As I have reported here in respect of the European Union, an organisation whose propensity to issue detailed rules hardly needs a reference:

So we have the bizarre spectacle of socialists who think the EU may be neo-liberal, capitalists who think it is a socialist project and democrats who illustrate the EU’s democratic deficit to the agreement of its supporters and even the EU itself.

And yet Burnham wrote (1941):

The day of a Europe carved into a score of sovereign states is over; if the states remain, they will be little more than administrative units in a larger collectivity.

It seems to me that the European Union is neither neo-liberal, with all its restrictions on external trade, nor is it socialist, with its emphasis on a supposedly free market: the European Union is managerial.

In “The Living Dead: Switched Off, Zoned Out – The Shocking Truth About Office Life”, David Bolchover makes the case that:

The real truth is that there are millions upon millions of people who are actively disengaged from their jobs, who spend months and years sitting in offices doing next to nothing, lost in the cracks of laughably inefficient and abysmally managed large organisations, their talents wasted and long forgotten.

And there is the tragedy: talents wasted and forgotten. No one is arguing against individuals: we criticise the system in which we live and work. Surely the stellar success of Dilbert and The Office speak for themselves? Why not encourage a new system?

The fundamental problem and the route to progress

Society is the cooperative actions of billions of thinking, acting people. It is an unimaginably complex system which is not only beyond complete comprehension at any particular instant, but which remakes itself and its trajectory as people make subjective choices, moment by moment.

In other words, society cannot be managed. It is a self-organising system which must be allowed to do just that: organise itself.

Ironically, the scholastics of mediaeval Salamanca, who first wrote systematic treatises on economics, knew this, as did many of the enlightenment philosophers. Perhaps the “scientific socialists” forced us to forget.

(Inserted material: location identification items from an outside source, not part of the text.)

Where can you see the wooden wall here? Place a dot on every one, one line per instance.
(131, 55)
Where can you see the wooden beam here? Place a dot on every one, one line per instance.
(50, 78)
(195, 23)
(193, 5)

Management is a worthwhile and laudable profession — I would say that, as a manager myself — but to apply a tool to a problem it cannot solve is a mistake. We have been making this mistake long enough. As Professor Jesús Huerta de Soto writes:

To attempt to coordinate society through coercion is an intellectual error.

Thankfully, David Cameron has been setting out, consistently over several years, a vision of a post-bureaucratic age:

We’re living in an age where technology can put information that was previously held by a few into the hands of almost every one. So the argument that has applied for well over a century – that in every area of life we need people at the centre to make sense of the world for us and make decisions on our behalf – simply falls down. In its place rises up a vision of real people power. This is what we mean by the Post-Bureaucratic Age. The information revolution meets the progressive Conservative philosophy: sceptical about big state power; committed to social responsibility and non-state collective action. The effects of this redistribution of power will be felt throughout our politics, with people in control of the things that matter to them, a country where the political system is open and trustworthy, and power redistributed from the political elite to the man and woman in the street.

For all the rough and tumble of contemporary politics, I am convinced that David Cameron and the Conservative Party have the right vision and the right policies to transform our society into a system which will prosper and endure. People need more power over their own lives, more opportunity, more responsibility and a secure environment within which to determine their own destiny.

The managerial revolution is at an end: it is time for change.